For conventional propulsion, a combination of improvements to air traffic management, airframe and propulsion could reduce fuel burn by 44 to 58 percent. Other improvements include use of sustainable biofuels, which could reduce CO2 emissions even more and use of advanced combustor technology, which could reduce nitrous oxide emissions by 75 percent.

For noise reduction, the best performing concept is the SUGAR Ray (the hybrid wing body), which achieved a 37 decibel reduction relative to today’s aircraft. That’s well short of the NASA goal, so more work needs to be done in this area.

The Boeing supersonic team, which included BR&T, BCA, Pratt & Whitney, Rolls Royce, General Electric, Georgia Tech, Wyle and M4 Engineering, focused on four concepts that include a low fuel burn / low boom swing-wing “arrow" configuration, a low sonic boom concept with a V-tail to shield noise and control the sonic boom, a joined wing alternate concept and an oblique “scissor" wing alternative concept.

Based on conceptual design studies, the team recommended to NASA a fixed wing configuration (nicknamed Icon II) with V-tails and upper surface engines as the technology reference concept plane for N+3, said team leader Bob Welge of BR&T. The Icon II concept can carry 120 passengers in a two-class, single-aisle interior, and can cruise at Mach 1.6 to Mach 1.8 with a range of about 5,000 nautical miles.

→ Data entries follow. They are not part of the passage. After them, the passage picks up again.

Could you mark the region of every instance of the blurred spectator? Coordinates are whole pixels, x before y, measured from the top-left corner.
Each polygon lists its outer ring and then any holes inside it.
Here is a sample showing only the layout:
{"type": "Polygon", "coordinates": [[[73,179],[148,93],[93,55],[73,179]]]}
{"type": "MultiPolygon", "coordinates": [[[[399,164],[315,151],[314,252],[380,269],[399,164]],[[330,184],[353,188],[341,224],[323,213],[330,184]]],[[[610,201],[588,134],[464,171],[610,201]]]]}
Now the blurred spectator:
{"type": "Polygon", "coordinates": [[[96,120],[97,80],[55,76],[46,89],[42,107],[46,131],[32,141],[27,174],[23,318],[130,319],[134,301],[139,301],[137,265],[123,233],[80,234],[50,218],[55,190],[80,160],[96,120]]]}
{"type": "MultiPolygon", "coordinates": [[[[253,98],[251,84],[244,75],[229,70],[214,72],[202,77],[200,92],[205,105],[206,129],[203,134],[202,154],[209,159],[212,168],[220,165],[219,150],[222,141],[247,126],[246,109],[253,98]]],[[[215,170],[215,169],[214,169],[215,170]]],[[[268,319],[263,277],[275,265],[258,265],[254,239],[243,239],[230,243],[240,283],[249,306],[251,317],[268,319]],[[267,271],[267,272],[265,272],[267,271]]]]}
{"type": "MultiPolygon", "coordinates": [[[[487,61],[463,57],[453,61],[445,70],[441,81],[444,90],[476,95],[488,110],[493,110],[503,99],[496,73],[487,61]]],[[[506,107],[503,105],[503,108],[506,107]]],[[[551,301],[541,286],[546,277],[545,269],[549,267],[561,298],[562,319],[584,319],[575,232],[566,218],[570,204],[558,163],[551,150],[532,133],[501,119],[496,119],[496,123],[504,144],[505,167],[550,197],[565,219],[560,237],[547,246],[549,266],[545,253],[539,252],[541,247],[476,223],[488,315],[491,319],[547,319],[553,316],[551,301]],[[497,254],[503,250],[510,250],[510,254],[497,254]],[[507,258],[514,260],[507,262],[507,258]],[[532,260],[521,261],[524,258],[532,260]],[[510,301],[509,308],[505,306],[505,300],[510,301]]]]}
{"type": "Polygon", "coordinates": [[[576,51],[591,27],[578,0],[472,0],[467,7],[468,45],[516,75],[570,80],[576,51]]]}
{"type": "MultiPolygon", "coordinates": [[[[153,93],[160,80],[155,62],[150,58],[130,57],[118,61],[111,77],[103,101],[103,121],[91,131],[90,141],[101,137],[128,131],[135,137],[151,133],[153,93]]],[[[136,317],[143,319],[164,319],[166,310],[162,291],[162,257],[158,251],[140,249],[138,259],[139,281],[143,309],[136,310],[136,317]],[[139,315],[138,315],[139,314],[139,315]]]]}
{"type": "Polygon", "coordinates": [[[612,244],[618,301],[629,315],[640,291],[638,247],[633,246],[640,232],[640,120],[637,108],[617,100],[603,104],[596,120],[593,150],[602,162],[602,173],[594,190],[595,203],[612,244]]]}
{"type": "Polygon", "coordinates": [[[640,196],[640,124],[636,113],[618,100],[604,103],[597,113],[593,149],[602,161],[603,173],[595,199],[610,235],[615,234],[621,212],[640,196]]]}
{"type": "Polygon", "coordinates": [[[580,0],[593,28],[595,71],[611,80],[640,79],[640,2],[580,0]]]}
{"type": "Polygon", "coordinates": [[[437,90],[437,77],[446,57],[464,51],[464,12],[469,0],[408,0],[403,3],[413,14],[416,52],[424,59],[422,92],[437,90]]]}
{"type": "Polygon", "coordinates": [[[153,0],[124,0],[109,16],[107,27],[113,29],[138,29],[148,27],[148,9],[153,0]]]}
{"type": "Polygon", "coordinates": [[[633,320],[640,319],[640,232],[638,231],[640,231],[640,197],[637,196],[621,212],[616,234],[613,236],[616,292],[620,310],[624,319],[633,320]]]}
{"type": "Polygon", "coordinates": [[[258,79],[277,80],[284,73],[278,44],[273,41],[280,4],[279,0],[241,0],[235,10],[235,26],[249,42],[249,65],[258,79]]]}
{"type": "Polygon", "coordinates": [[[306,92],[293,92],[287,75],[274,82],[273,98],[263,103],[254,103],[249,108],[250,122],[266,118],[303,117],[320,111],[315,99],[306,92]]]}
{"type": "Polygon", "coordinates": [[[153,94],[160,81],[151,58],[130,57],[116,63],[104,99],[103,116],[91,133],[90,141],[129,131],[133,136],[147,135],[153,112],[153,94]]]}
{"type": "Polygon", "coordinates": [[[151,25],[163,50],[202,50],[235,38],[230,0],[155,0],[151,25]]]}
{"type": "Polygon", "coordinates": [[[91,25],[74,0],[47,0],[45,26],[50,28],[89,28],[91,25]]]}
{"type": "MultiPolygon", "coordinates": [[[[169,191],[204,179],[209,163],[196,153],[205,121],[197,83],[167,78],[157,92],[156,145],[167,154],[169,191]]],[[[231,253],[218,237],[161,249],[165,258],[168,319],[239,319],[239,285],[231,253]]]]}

The study acknowledges that supersonic aircraft inherently have less fuel efficiency than subsonic aircraft, but points out they offer offsetting productivity benefits because of speed. The study concludes that advanced technologies can reduce fuel burn enough that a supersonic aircraft could be viable, economically and environmentally, in multiple markets.

The study also indicates that these efficiencies can be achieved while meeting the same community noise certification limits as subsonic aircraft – with a reduction of the sonic boom noise en route to 65 to 75 decibels. That may make it possible for a supersonic transport to operate at maximum cruise speed -- even over land. The Boeing-led team was one of two that received contracts from NASA to study supersonic concepts. The other was led by Lockheed Martin. The NASA N+3 supersonic program did not provide the option for a Phase II system study, but technology development research announcements were anticipated.

ERA (Environmentally Responsible Aviation)

Created in 2009 as part of NASA's Aeronautics Research Mission Directorate's Integrated Systems Research Program, the Environmentally Responsible Aviation (ERA) Project explores and documents the feasibility, benefits and technical risk of vehicle concepts and enabling technologies to reduce aviation’s impact on the environment.

To enable advanced aircraft configurations that might enter service by 2025, the ERA Project is working on technologies that will simultaneously:

  • Reduce aircraft drag by 8%
  • Reduce aircraft weight by 10%
  • Reduce engine specific fuel consumption by 15%
  • Reduce oxides of nitrogen emissions of the engine by 75%
  • Reduce aircraft noise by 1/8 compared with current standards.

The ERA Project is comprised of three subprojects: Airframe Technology, Propulsion Technology and Vehicle Systems Integration. Work within the project is coordinated with system-level research performed by other programs within NASA's Aeronautics Research Mission Directorate as well as other federal government agencies.